なぜ大切な我が子なのに、育児をしんどく感じてしまうのか。ニッセイ基礎研究所の乾愛氏が対児感情尺度からみえる育児負担感について考察していきます。
育児は何がしんどいのか?育児の負担感と肯定感には「夜間起床回数」と「育児協力者の有無」が有意に影響 (写真はイメージです/PIXTA)

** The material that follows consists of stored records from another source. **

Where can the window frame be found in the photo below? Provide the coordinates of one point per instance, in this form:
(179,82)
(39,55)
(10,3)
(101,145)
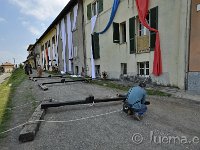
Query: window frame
(124,70)
(145,69)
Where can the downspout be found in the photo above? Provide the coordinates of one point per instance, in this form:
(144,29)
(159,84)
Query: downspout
(83,32)
(188,31)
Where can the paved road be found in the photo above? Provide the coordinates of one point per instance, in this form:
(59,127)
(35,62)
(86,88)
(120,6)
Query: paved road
(167,125)
(4,76)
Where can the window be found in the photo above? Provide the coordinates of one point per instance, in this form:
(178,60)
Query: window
(132,35)
(97,71)
(119,32)
(94,8)
(95,46)
(75,51)
(143,68)
(76,70)
(123,68)
(153,24)
(53,40)
(142,30)
(123,32)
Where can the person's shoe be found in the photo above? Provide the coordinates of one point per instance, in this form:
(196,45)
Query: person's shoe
(137,117)
(129,112)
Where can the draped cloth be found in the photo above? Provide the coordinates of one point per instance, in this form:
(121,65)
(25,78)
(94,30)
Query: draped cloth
(43,59)
(142,7)
(57,36)
(112,16)
(64,44)
(93,22)
(70,42)
(75,10)
(47,57)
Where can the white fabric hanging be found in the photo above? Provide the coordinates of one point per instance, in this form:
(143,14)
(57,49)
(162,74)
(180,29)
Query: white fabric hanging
(56,50)
(70,44)
(64,44)
(43,58)
(53,53)
(93,22)
(75,10)
(49,54)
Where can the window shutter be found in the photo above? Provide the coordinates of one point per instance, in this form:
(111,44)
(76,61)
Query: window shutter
(89,11)
(95,46)
(153,24)
(100,7)
(132,35)
(115,32)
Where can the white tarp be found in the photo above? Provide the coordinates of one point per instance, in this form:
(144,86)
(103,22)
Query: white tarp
(70,44)
(93,22)
(75,10)
(64,44)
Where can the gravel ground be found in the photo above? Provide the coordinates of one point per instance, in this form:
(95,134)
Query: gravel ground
(89,127)
(4,76)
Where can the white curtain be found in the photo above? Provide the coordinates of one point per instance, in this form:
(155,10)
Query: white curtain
(49,54)
(56,50)
(93,22)
(70,44)
(43,58)
(53,54)
(64,44)
(75,10)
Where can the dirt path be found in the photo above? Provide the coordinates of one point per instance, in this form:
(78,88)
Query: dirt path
(4,76)
(166,117)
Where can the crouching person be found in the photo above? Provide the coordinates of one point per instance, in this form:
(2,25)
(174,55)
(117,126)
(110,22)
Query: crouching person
(135,101)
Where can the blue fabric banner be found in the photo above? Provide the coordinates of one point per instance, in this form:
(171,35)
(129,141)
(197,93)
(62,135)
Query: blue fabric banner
(112,16)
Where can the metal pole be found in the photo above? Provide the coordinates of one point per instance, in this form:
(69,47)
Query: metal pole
(88,100)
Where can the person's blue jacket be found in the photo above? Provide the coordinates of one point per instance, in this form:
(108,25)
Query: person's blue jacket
(136,97)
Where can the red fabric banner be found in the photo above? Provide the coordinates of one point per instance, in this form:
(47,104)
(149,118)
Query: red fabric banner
(47,56)
(142,7)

3―対児感情尺度「育児への束縛による負担感」についての要因分析

まず、対児感情尺度の5つの項目のうち、「育児への束縛による負担感」への影響について、重回帰分析した結果を、【図表1】へ示す。

 

【図表1】
【図表1】

 

分析の結果、「育児への束縛による負担感」について、育児協力者の有無(P=0.014)、睡眠時間(P=0.007)、夜間起床回数(P=0.001)、主観的健康度(P=0.001)が、有意な影響を与えていることが明らかとなった。

 

この結果を詳細に解釈していくと、育児協力者がいない者は(育児協力者がいるものと比べて)、睡眠時間が短いほど、夜間起床回数が多いほど、主観的健康度が悪いほど、育児への束縛による負担感が高くなる結果が示された。

 

4―対児感情尺度「子どもの態度や行為への負担感」についての要因分析

次に、対児感情尺度の5つの項目のうち、「子どもの態度や行為への負担感」への影響について、重回帰分析した結果を、【図表2】へ示す。

 

【図表2】
【図表2】

 

分析の結果、「子どもの態度や行為への負担感」について、年齢(P=0.001)、睡眠時間(P=0.003)、夜間起床回数(P=0.001)が、有意な影響を与えていることが明らかとなった。

 

また、この結果を詳細に解釈していくと、年齢が高くなるほど(年齢が低い者と比べて)、睡眠時間が短いほど、夜間起床回数が多いほど、子どもの態度や行為への負担感が高くなる結果が示された。

 

5―対児感情尺度「育て方への不安感」についての要因分析

続いて、対児感情尺度の5つの項目のうち、「育て方への不安感」への影響について、重回帰分析した結果を、【図表3】へ示す。

 

【図表3】
【図表3】

 

分析の結果、「育て方への不安感」について、寝具の状況(P=0.011)、夜間起床回数(P=0.012)、主観的健健康度(P=0.004)が、有意な影響を与えていることが明らかとなった。

 

また、この結果を詳細に解釈していくと、親と子どもの寝具が別寝具であるほど(同寝具と比べて)、夜間起床回数が多いほど、主観的健康度が悪いほど、育て方への不安感が高くなる結果が示された。

 

6―対児感情尺度「育ちへの不安感」についての要因分析

続いて、対児感情尺度の5つの項目のうち、「育ちへの不安感」への影響について、重回帰分析した結果を、【図表4】へ示す。

 

【図表4】
【図表4】

 

分析の結果、「育ちへの不安感」について、年齢(P=0.013)、育児協力者の有無(P=0.039)、 夜間起床回数(P=0.028)が、有意な影響を与えていることが明らかとなった。

 

また、この結果を詳細に解釈していくと、年齢が高いほど(年齢が低いものと比べて)、育児協力者がいない者は(育児協力者がいる者と比べて)、夜間起床回数が多いほど、育ちへの不安感が高くなる結果が示された。

 

7―対児感情尺度「育児への肯定感」についての要因分析

最後に、対児感情尺度の5つの項目のうち、「育児への肯定感」への影響について、重回帰分析した結果を、【図表5】へ示す。

 

【図表5】
【図表5】

 

分析の結果、「育児への肯定感」について、育児協力者の有無(P=0.008)、 夜間起床回数(P=0.033)が、有意な影響を与えていることが明らかとなった。

 

また、この結果を詳細に解釈していくと、育児協力者がいる者は(育児協力者がいないものと比べて)、夜間起床回数が少ない者は(夜間起床回数が多いものと比べて)、育児への肯定感が高くなる結果が示された。